Hybrid Radar Fusion with Quantization: CRB-Rate Trade-offs and ADC Dynamic Range
Akhileswar Chowdary, Ahmad Bazzi, Marwa Chafii
TL;DR
This work addresses how finite-resolution ADCs and their dynamic range constrain hybrid radar fusion (HRF) in uplink scenarios where direct and reflected paths share the same band. It develops a quantized CRB framework for AoA estimation and derives a lower bound on the FIM via the Bussgang decomposition, complemented by a low-SNR simplification, and proposes two optimization problems to map the CRB-rate boundary under ADC DR constraints. Through convex-relaxation-based solutions and extensive simulations, it demonstrates that HRF performance improves with higher ADC resolution but experiences diminishing returns in uplink rate beyond a certain point, while excessive dynamic range can render HRF infeasible. The results offer practical insights for selecting ADC resolution and beamforming strategies in HRF-enabled ISAC systems, guiding hardware design and signaling strategies to balance sensing accuracy and uplink throughput.
Abstract
Recent advancements have underscored the relevance of low-resolution analog-to-digital converters (ADCs) in integrated sensing and communication (ISAC) systems.
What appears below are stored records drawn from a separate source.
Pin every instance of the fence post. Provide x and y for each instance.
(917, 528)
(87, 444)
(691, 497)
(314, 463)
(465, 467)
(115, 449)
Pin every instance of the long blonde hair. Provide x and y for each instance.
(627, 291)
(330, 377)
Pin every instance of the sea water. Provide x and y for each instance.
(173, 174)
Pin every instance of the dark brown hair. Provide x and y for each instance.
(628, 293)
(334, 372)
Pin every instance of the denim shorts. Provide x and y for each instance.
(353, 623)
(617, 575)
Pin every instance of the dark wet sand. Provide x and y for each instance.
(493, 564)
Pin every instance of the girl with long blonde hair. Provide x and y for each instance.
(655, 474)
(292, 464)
Nevertheless, their specific impact on hybrid radar fusion (HRF) remains largely unexplored. In HRF systems, where uplink (UL) paths carry direct and reflected signals in the same frequency band, the reflected signal is often significantly weaker, making HRF performance particularly sensitive to ADC resolution. To study this effect, we use the quantized Cramér-Rao bound (CRB) to measure sensing accuracy. This work derives an upper bound on the quantized CRB for angle of arrival (AoA) estimation and explores CRB-rate trade-offs through two formulated optimization problems. Simulation results indicate that HRF becomes infeasible when the dynamic range of the received signal exceeds the dynamic range supported by the ADC, which is inherently limited by its resolution. Furthermore, the UL communication rate does not increase significantly when the ADC resolution is raised beyond a certain threshold. These observations highlight a fundamental trade-off between sensing and communication performance: while HRF performance benefits from higher ADC resolutions, the corresponding gains in communication rate plateau. This trade-off is effectively characterized using CRB-rate boundaries derived through simulation.